Carbon dioxide emissions from global fisheries larger than previously thought
Credit: O roxo, Flickr, CC BY-SA 2.0.
Carbon dioxide emissions from fuel burnt by fishing boats are 30 per cent higher than previously reported, researchers with the Sea Around Us initiative at the University of British Columbia and the Sea Around Us – Indian Ocean at the University of Western Australia have found.
In a study published in Marine Policy, the scientists show that 207-million tonnes of CO2 were released into the atmosphere by marine fishing vessels in 2016 alone. This is almost the same amount of CO2 emitted by 51 coal-fired power plants in the same timeframe.
“The marine fishing industry relies heavily on the use of fossil fuel and its role in global greenhouse gas emissions has been largely ignored from a policy or management perspective,” said Krista Greer, lead author of the study and a researcher with the Sea Around Us at UBC. “Until now, the most comprehensive study of carbon dioxide emissions from fishing suggested that in 2011, fisheries released 112-million tonnes of CO2 per year from the combustion of fuel during fishing.”
The previous data suggested fisheries contributed to only 0.29 per cent of global CO2 emissions, while the new study indicates that their contribution is almost twice that amount. The higher values are largely due to the UBC-UWA research considering regional differences in fuel use based on fishing effort and the amount of fuel used to catch 30-million tonnes of fish that were not reported in 2016.
Greer and her colleagues used the Sea Around Us‘ global catch and fishing effort database to calculate the amount of carbon dioxide emitted by each boat operating in each country’s different fishing sectors and the amount of CO2 emitted per tonne of each fish those boats catch, also known as emissions intensity.
“We found that global emissions intensity for 2016, on average, was 1.88 tonnes of carbon dioxide, compared to 1.5 tonnes in 1950. This is despite the fact that marine catches have been declining since the mid-1990s,” said Greer. “The emissions intensity of small-scale, artisanal and subsistence fleets has increased the most over the time period in terms of magnitude, but the industrial sector continues to be the greatest contributor to overall emissions.”

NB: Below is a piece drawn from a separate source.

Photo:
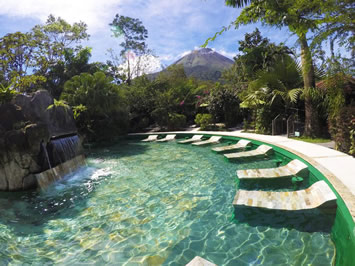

In their analysis, the researchers also found that the emissions intensity started to grow in the 1980s.
“Small-scale fisheries caught up with the industrial sector because artisanal and subsistence fishers began installing gasoline-powered engines on their boats,” said Dirk Zeller, co-author of the study and leader of the Sea Around Us – Indian Ocean at the University of Western Australia. “This means that there’s a need to think of emission reduction strategies, such as switching to small diesel-powered engines in small-scale fisheries.”
According to Zeller, industrial fisheries also need to do their part by reducing their fishing effort, which is currently three to four times what it should be in order to be sustainable. This would not only allow for a reduction in CO2 emissions by industrial fleets but would foster the recovery of declining fish populations.